Arguably more insidious cases of cultural appropriation are those that occur with relative impunity – consider blackfishing, or the misuse of Indigenous iconography. In West Girls, Luna’s racial transgression falls into this category: the revelation that she is “gallivanting around Europe pretending to be Asian” invites public ridicule from another model but does not end her career; a nose job that unintentionally makes her look more Caucasian proves to be more damaging.

Race is broached with self-awareness: Luna’s Indonesian stepmother and her relatives can’t “get over the hilarity of [her] taking a Chinese name to move up in the world”. The obvious irony is that name-based ethnic discrimination is still rife in the professional world. Luna, if not contrite, gets her just desserts eventually: beauty, as Woollett’s characters are aware, is a rapidly depleted resource.

They exist in a world of ambient misogyny and commonplace, even casual, sexual assault. Fat-shaming abounds: “Penelope’s mum commentates, ‘Boom-boom!’ as Penelope [a university student] walks to the fridge.” When Rikki, a mining heiress, abandons some meat skewers in protest during a dinner with guests, she is applauded by her father: “Finally doing something about those college kilos!”

In these contexts, it is understandable that the women in West Girls invariably view their own and others’ worth through the prism of beauty, or perceived lack thereof. A minor character’s dream is “to find a boyfriend who’d buy her a boob-job and nose-job”; Luna’s stepmother, a former beauty pageant finalist, is named Indah, literally meaning beautiful in Indonesian. Luna’s grades slide as her appearance improves, and she ultimately fails high school. “I chose beauty.
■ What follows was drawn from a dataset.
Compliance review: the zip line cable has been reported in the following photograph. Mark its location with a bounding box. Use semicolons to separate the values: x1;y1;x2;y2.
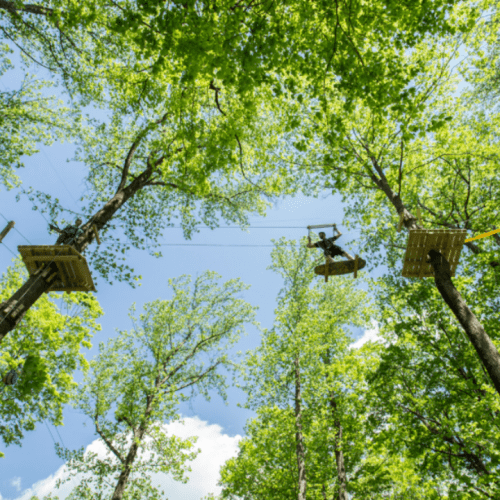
0;231;84;332
0;213;31;245
160;243;274;247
I’d choose it again,” she admits.

Physical attractiveness is an unreliable form of personal capital, and an awareness of its impermanence manifests in a disdain for ageing: Rikki notices “how fleshy and sunburned” her mother looks, despite “collagen and silicone treatments since her fortieth birthday”; football WAGs beg Geli, a cosmetic injector, “to stop time long enough for them to grow and breastfeed another bub without losing any brand ambassadorships”.

The depictions are psychologically astute – what does society value more highly in women if not youth and beauty? – but that all these women are ensnared by the shackles of beauty, without counterpoint, can be read as either authorial pessimism or preoccupation. Such a narrow perspective can, at times, feels limiting.

“We don’t necessarily have control over who we fall in love with,” Woollett has said of the female characters in The Love of a Bad Man, her 2016 fictional exploration of the inner lives of women who were romantically entangled with some of history’s worst figures. The same can be said of sexual desire, a subject West Girls examines compellingly, particularly through a mercurial relationship between Luna and a schoolmate, Caitlyn. Her desire is possessive, destructive: “I wondered what it would be like to see inside her beautiful head”; “I wanted her with such a violence, it dazed me.” Vulnerable, aloof, trapped by expectations of themselves and each other, the West Girls know themselves to be “capable of hurting each other in far more inventive ways than men hurt us”.